Saturday, November 28, 2009

Nelli McKay

Nellie McKay:


"Her music has showcased different genres, from jazz to rap and disco to funk. Her eclectic style and sharp lyrics distinguish her as an original voice. Her songs sometimes have a political tinge; she is a vocal feminist, and wrote a satirical song relating to feminist issues called "Mother of Pearl". McKay also "is a proud member of PETA" (album notes), wrote a song ("Columbia Is Bleeding") dealing with the issue of Columbia University's cruelty to animals, and ("John John") about her feelings in favor of political candidate Ralph Nader as well as performing concerts as benefits for WBAI."

Ed here: Since Patti Abbott posted about music today--and since I've already run my mouth about rap and the Toby Keith school of country music (give me Hank Snow any day)--I thought I'd mention one of my favorite very talented and amusing singers.

Like most human beings I get tired of most songs after I hear them sixty or seventy times on the radio. As fetching as Norah Jones' Come Away With Me CD was I o'd on it because it was on the rock-jazz-elevator schedules for months. When I read that a smart young singer had written an album called Get Away From Me in response I had to hear it (remember, Married With Children's cynicism was created in direct response to the Cosby show's treacle).

Get Away From Me made me a fan. The lyrics are hilarious. The jibes at former boyfriends, the lyricism of the music one moment morphing into a show tune the next...fantastic. I've seen her interviewed maybe a dozen times. She's quite fetching and knows it. She overplays a bit now and then but she'll redeem it with a sarcastic response a few minutes later. Her most annoying habit, to me, is this breathy little girl voice she uses between songs on large stages. But she is quite quite fetching and she seems to be a genuine pop music scholar, pop of the Twenties and Thirties and Forties as well as today.

The CDs subsequent to Get Away From Me haven't done as well. Get Away was a Columbia product following which she had a battle with the suits as to how many tracks she'd be allowed on her next album. She went to a jazz label next and now she's at another jazz label. Back in 06 or so I thought she was going to be a major headliner. She's got the voice and the moves and the looks. She's funny as hell and she is in all ways an original.

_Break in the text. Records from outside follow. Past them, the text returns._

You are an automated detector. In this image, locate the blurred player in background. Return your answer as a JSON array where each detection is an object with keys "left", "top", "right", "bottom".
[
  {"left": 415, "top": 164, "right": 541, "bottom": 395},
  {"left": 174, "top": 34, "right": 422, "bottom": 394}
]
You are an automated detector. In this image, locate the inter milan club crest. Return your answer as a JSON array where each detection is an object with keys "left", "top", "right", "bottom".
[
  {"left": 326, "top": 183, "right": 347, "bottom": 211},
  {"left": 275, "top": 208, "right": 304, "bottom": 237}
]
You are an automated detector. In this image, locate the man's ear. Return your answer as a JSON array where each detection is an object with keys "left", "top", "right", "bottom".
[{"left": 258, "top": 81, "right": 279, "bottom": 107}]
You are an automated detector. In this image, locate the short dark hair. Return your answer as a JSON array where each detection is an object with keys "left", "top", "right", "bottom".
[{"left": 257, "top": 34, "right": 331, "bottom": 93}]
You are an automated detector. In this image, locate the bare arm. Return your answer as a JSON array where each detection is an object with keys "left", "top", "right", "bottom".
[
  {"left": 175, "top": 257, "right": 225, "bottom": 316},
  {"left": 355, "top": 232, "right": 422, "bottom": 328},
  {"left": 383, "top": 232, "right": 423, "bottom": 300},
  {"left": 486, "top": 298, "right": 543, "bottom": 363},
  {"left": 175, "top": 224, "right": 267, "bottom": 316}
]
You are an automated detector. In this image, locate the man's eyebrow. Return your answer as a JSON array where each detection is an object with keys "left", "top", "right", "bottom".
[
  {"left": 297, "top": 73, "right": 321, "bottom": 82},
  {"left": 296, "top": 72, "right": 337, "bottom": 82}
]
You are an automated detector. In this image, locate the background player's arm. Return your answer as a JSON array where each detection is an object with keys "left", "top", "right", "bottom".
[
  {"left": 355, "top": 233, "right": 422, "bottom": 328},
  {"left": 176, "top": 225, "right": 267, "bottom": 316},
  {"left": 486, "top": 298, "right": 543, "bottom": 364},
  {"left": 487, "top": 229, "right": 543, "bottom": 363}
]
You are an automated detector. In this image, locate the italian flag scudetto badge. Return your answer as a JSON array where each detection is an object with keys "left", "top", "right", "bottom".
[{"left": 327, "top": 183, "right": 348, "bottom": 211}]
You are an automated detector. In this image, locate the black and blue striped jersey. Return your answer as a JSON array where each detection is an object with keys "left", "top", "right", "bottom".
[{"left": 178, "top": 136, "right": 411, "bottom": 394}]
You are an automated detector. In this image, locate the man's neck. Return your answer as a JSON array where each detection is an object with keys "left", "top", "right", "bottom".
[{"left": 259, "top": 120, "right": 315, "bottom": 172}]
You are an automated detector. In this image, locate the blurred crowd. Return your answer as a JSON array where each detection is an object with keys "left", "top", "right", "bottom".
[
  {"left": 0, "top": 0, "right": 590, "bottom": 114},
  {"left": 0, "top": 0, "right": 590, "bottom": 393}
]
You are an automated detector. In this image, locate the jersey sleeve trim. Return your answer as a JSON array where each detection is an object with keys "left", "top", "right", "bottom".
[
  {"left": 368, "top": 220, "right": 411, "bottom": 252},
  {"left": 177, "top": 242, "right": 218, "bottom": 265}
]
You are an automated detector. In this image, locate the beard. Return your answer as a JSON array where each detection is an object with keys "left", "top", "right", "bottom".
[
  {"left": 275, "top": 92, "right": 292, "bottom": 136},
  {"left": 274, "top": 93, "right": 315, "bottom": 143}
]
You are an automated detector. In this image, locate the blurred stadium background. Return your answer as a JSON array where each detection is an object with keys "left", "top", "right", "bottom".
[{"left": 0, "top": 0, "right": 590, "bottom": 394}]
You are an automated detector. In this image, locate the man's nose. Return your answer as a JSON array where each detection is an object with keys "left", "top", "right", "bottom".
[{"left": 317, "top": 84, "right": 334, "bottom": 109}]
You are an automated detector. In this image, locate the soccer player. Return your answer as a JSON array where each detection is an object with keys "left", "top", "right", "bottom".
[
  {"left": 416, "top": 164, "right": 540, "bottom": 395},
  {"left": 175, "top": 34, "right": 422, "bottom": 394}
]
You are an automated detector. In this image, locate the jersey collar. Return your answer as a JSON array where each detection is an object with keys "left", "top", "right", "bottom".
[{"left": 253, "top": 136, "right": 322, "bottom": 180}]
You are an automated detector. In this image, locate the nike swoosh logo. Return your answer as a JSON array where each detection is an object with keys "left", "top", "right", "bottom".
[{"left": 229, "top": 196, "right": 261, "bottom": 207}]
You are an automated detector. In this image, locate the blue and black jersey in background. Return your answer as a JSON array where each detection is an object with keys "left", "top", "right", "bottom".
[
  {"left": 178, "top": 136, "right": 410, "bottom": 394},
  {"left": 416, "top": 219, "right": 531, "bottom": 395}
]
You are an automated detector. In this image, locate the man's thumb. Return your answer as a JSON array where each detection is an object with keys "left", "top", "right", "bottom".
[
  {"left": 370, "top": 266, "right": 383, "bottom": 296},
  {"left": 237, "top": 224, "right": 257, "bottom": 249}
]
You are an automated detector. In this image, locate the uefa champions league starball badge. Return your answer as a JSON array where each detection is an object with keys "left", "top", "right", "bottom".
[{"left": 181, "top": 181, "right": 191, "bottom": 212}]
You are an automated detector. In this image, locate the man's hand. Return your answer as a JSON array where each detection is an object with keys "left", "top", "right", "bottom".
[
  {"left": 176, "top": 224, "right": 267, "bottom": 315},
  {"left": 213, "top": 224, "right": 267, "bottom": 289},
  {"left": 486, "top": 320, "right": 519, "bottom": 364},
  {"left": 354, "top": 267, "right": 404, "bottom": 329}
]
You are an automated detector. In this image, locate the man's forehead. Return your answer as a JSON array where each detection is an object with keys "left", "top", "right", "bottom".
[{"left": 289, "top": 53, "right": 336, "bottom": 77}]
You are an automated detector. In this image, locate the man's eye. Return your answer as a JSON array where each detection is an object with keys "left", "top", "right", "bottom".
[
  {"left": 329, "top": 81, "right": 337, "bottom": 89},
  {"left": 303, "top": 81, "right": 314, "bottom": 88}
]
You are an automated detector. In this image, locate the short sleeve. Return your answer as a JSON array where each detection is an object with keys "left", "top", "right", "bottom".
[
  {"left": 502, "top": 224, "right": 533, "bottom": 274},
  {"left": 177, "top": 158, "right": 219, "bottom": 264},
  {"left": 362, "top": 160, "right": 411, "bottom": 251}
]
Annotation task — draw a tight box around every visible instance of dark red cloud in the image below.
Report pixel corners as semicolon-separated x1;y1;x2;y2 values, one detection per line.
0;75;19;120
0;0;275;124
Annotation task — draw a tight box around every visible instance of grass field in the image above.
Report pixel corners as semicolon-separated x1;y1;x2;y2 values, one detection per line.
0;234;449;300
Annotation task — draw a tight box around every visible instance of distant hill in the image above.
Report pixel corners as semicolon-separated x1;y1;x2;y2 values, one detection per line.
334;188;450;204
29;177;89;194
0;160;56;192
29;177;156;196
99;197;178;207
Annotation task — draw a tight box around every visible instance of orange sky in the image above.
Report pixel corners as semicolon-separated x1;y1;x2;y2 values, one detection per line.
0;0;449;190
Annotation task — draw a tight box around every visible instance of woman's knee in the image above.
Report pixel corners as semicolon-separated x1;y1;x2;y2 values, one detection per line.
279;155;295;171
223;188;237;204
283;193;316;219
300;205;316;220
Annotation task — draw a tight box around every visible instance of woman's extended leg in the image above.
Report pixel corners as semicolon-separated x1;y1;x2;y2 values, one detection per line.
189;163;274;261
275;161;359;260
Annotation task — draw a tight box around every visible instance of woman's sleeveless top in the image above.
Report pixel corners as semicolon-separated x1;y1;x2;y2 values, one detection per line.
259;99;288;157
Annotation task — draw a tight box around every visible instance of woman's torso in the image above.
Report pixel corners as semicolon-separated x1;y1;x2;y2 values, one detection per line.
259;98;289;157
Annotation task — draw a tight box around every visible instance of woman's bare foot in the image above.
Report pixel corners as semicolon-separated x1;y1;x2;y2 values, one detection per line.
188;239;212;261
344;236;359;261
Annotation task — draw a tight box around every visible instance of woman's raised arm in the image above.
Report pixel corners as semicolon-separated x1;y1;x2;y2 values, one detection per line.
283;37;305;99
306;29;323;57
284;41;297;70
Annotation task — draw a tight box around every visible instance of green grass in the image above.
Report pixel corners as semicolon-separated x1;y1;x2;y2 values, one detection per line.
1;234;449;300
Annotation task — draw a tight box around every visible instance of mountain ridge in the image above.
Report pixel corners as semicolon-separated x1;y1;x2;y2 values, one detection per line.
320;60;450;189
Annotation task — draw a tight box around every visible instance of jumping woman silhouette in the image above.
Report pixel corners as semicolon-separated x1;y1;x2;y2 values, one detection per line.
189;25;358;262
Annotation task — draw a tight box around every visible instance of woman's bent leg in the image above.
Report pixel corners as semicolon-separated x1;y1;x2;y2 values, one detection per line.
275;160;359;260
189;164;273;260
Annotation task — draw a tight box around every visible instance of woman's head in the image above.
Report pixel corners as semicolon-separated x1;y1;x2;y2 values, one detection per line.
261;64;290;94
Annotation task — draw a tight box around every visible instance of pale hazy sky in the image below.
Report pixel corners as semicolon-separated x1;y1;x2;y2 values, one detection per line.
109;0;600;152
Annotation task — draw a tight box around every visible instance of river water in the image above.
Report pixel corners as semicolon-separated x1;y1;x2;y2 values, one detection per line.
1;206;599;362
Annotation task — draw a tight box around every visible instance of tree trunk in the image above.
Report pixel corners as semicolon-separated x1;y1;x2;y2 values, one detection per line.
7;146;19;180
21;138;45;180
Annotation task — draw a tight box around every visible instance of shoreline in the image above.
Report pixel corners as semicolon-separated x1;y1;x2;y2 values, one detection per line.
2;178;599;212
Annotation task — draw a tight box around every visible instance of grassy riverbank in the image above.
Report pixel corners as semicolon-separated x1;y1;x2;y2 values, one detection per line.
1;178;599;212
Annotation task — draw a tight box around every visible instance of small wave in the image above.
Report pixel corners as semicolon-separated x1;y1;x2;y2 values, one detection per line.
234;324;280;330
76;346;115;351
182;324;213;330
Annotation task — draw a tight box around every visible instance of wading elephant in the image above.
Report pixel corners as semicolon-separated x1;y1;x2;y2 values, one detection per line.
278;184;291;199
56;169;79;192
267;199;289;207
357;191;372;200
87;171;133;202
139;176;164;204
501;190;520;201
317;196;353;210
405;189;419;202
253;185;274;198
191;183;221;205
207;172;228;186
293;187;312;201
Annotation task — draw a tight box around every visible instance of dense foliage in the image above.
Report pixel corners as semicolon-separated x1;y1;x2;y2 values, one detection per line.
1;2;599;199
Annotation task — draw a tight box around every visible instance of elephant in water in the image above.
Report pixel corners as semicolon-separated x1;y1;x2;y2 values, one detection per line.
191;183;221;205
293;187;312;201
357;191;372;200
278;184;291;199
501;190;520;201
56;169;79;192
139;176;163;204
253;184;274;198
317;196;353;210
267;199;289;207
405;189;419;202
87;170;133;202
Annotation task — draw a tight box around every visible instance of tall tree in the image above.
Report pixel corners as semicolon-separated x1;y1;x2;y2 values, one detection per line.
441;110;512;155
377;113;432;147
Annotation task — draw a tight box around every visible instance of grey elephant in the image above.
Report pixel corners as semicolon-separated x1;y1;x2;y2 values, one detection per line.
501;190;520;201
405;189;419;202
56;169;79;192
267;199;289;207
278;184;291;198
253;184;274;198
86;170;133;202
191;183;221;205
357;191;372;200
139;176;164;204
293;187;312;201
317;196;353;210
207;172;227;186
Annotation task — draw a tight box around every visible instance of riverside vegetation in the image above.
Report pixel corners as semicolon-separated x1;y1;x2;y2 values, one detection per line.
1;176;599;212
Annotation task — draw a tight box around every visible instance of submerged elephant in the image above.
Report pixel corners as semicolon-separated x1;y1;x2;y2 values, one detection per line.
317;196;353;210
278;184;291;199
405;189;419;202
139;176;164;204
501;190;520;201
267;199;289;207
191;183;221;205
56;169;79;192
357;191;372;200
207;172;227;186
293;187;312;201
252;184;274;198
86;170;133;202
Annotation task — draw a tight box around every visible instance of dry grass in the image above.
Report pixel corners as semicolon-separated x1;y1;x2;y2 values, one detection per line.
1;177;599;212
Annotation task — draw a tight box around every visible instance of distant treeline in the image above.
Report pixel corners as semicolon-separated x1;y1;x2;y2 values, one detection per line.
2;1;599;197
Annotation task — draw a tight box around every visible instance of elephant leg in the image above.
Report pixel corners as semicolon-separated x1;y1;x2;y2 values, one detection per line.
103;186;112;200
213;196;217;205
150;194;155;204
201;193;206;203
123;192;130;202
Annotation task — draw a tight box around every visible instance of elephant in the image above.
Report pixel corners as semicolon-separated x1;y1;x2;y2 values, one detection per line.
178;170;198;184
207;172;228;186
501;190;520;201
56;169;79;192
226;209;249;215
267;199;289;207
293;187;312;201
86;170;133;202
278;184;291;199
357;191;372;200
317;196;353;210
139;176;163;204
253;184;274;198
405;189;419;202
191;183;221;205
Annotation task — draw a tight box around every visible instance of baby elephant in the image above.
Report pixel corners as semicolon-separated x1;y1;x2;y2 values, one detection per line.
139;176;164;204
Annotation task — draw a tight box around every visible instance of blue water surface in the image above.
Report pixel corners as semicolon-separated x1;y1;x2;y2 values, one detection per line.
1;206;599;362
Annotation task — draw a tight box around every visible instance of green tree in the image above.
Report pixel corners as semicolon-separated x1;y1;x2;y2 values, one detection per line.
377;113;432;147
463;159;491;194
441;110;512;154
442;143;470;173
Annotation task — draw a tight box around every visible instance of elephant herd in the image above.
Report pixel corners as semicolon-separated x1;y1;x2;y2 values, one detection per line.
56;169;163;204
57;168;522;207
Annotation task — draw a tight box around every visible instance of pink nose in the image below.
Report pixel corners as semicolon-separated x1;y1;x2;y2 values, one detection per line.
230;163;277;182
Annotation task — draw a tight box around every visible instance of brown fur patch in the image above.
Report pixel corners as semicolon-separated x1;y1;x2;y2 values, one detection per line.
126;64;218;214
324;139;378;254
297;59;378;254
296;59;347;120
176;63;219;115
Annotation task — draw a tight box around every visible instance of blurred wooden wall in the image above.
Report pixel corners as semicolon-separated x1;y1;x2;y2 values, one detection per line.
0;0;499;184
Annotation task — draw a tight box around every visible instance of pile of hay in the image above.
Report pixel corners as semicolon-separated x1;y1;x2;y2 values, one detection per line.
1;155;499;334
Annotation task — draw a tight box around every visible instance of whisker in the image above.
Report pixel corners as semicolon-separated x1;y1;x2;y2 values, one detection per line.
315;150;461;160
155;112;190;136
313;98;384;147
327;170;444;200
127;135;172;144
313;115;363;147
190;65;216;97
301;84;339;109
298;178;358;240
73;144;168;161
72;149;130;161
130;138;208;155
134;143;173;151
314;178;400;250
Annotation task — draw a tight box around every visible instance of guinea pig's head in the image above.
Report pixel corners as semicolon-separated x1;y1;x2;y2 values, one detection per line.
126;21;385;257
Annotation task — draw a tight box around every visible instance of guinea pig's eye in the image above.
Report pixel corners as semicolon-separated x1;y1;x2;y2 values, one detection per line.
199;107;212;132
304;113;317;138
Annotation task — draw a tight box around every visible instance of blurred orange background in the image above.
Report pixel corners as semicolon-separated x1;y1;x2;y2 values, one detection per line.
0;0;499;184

I tuned in Prairie Home Companion (a show I don't much care for) just to hear her live. She did material from her her CD which covers Doris Day songs from the 1940s to the 1960s. It's a sensational album and I hope it outsells Get Away. Doris Day, so many people forget, was a first-rate big band singer before she ever went to Hwood. I hope Ms. Day likes her tribute album as much as I--and many critics--do.


mybillcrider said...

Thanks for the tip, Ed. I like Doris Day's vocal work quite a bit, and I'm listening to the McCay CD right now.

pattinase (abbott) said...

I have an early Doris Day CD and she was outstanding. Her husband, a tyrant, goosed up her style later and did her no favors, I think,

Anonymous said...

How can you beat Sentimental Journey? She's still enjoying life in Carmel, probably the last of the Big Band singers.

JJ Stickney said...

Last week Nellie was interviewed on WCPN our local NPR station Around Noon program and performed live. Here's the link:

I think McKay has been ill served by her label - her first national tour was with some Emo rock band.

Ed Gorman said...

I agree JJ but it seems she's never ben with a handler who could figure out how to pitch her to the public. She should be selling many more CDs and appearing in bigger spots than she is right now. She's sure got the stuff for the big time.

Todd Mason said...

She's too distinctive and prickly...she wouldn't agree with Keillor on her songlist on her first PHC appearance, either. And her supposed friendly critics, such as Robert Christgau on NPR, are "startled" by her doing a Doris Day tribute album (demonstrating a cluelessness about her work and esthetic...I'm waiting for him to "joke" about her perhaps taking up the ukulele next [an instrument she's been playing for years]).

The breathy voice might be an affectation, but she does rather consistently use it in public. Sounds pretty natural compared to her singing voice.

Todd Mason said...

But, of course, I knew that various acts could be Big Time, but most of them had to soften their work somehow (the Bangles) to get the suits to get behind them, or (Jawbox, Husker Du, Sweet Baby fka Sweet Baby Jesus) they'd tend to be just thrown out on the market w/o any support to speak of.